🤖 AI Summary
This work proposes a reference-free, multi-independent evaluator framework for large language model (LLM) assessment, addressing the reliance on ground-truth labels or inter-evaluator coordination in existing approaches. By leveraging human-aligned scoring criteria to guide multiple independently prompted LLM evaluators, the method supports both discrete and continuous joint scoring, making it adaptable across diverse task settings. Notably, it eliminates the need for reference texts and coordination among evaluators, offering enhanced flexibility, interpretability, and scalability.
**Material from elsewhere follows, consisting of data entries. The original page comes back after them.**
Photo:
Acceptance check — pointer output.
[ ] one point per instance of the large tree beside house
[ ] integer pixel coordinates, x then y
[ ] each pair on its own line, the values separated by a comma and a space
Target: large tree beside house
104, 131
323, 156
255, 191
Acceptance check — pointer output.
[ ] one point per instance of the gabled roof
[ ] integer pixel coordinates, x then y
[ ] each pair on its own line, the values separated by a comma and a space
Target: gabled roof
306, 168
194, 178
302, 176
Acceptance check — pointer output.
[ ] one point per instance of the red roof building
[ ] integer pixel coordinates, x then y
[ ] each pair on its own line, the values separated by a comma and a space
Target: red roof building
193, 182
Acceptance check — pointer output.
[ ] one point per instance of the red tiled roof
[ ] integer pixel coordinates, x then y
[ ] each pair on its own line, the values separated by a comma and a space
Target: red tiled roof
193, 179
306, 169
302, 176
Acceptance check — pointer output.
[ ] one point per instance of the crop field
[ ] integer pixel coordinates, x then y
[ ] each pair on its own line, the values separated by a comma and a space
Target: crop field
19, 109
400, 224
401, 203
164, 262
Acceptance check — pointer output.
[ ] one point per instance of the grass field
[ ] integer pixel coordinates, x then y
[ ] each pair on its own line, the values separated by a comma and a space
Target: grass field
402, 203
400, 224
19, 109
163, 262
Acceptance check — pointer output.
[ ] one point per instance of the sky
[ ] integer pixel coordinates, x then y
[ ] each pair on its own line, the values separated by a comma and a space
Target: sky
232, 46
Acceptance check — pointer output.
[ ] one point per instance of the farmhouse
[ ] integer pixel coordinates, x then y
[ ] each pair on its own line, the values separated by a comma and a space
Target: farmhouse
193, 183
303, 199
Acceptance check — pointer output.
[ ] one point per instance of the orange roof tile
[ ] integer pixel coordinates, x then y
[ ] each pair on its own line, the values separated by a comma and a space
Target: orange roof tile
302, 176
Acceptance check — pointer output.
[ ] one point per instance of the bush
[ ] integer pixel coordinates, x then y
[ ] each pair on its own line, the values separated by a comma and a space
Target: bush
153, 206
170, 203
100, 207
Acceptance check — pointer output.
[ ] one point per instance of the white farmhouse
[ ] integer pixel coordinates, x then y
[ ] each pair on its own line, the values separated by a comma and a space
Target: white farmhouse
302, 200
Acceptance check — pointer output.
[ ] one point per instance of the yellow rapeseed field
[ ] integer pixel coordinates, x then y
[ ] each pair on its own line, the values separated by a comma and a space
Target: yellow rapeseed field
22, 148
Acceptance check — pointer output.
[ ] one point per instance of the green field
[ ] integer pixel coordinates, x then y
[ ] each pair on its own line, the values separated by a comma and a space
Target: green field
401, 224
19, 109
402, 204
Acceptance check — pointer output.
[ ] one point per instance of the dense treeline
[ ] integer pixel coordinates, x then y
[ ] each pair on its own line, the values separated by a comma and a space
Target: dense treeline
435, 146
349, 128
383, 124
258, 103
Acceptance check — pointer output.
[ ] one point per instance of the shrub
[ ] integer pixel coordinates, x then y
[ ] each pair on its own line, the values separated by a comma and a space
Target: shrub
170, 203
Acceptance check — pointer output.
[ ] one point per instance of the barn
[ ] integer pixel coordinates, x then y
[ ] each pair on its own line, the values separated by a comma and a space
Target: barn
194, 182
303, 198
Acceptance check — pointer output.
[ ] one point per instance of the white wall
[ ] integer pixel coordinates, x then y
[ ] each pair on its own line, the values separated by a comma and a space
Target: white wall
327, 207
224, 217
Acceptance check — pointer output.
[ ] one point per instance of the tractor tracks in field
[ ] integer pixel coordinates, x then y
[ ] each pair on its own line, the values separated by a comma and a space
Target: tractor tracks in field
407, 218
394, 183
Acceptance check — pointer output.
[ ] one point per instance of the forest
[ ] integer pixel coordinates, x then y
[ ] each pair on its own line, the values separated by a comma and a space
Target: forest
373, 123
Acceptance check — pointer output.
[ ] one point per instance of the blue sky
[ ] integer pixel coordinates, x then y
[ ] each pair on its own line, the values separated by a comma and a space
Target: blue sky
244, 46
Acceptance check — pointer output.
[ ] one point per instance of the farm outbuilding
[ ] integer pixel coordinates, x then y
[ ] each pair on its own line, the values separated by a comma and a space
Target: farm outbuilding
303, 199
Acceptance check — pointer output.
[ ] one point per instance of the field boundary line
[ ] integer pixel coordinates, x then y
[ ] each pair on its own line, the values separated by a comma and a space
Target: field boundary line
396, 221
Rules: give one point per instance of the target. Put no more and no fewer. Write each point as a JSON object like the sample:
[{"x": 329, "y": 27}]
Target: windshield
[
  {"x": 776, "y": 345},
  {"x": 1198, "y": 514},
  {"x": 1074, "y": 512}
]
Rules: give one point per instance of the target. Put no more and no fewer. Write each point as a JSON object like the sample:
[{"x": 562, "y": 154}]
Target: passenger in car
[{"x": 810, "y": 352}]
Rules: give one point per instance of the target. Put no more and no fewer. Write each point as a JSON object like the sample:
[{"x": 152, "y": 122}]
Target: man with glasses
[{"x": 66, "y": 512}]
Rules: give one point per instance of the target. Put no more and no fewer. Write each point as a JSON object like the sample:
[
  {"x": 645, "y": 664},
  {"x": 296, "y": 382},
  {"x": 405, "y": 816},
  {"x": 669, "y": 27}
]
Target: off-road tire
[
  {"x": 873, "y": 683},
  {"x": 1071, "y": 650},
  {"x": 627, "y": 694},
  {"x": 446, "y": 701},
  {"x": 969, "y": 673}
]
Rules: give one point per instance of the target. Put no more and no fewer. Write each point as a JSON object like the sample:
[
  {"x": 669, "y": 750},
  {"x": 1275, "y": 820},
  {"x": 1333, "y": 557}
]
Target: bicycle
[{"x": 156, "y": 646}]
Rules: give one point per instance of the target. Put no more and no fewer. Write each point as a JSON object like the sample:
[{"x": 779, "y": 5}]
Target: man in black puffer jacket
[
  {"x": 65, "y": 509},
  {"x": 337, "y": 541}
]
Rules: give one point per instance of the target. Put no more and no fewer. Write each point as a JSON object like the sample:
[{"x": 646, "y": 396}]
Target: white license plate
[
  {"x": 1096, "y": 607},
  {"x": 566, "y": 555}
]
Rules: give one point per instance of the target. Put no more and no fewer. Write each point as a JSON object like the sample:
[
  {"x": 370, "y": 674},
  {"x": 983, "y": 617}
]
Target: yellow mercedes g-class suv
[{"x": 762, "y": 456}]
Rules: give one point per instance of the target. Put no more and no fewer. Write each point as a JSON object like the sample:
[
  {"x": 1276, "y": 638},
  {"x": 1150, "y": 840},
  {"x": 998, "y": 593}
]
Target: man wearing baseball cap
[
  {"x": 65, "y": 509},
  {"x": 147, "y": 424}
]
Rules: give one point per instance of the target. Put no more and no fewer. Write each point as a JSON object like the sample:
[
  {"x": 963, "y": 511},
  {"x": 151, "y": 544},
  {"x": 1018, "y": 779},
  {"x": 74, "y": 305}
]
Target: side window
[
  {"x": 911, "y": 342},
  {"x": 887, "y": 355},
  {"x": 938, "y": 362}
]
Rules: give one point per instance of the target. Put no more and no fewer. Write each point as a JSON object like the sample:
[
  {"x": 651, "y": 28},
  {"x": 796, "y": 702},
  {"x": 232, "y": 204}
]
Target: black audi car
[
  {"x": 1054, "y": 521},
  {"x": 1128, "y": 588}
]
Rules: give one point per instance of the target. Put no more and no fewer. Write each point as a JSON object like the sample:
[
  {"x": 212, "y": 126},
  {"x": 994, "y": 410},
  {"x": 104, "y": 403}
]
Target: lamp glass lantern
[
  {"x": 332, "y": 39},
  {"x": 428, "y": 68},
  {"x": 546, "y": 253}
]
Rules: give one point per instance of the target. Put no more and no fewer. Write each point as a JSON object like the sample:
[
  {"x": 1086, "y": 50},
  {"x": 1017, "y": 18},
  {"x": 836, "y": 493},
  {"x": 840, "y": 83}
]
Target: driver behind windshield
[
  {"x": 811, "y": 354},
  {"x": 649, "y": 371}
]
Experimental results demonstrate that the proposed approach achieves high agreement with human judgments across multiple tasks, significantly outperforming current methods while substantially reducing computational overhead, thereby enabling efficient and robust LLM evaluation.
📝 Abstract
We introduce MILE-RefHumEval, a reference-free framework for evaluating Large Language Models (LLMs) without ground-truth annotations or evaluator coordination. It leverages an ensemble of independently prompted evaluators guided by a human-aligned schema, supporting both discrete and continuous scoring judgement. With task-specific prompts from best candidate selection, summarization and image captioning to dialogue, MILE-RefHumEval provides flexible, interpretable, and scalable assessments. Experiments show it aligns closely with human judgments, outperforms prior methods, and reduces computational overhead, offering an efficient, robust, and human-aligned solution for real-world LLM evaluation.